Although News 9 and News on 6 Now are intended to operate as news rebroadcast channels, the two services also carry a three-hour block of children's programs on Saturday mornings, in order to comply with Federal Communications Commission educational programming rules that require digital subchannels to carry additional educational programming, regardless of the subchannel's intended format.
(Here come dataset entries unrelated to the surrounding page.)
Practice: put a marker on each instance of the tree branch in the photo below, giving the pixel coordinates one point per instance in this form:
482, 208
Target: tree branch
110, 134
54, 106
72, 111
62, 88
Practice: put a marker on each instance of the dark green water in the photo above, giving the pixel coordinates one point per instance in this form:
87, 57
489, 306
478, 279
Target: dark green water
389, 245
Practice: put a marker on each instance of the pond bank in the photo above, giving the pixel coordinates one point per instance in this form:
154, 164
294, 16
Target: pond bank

News 9 Now formerly broadcasts CBS This Morning Saturday in lieu of KWTV and Face the Nation in its entirety as KWTV does not broadcast the second half-hour of the program live from the CBS network feed (the first half-hour airs on Sunday mornings in tandem with News 9 Now's broadcast of the program, while KWTV's main channel airs the second half of the program on a tape delay on Sunday nights/early Monday mornings).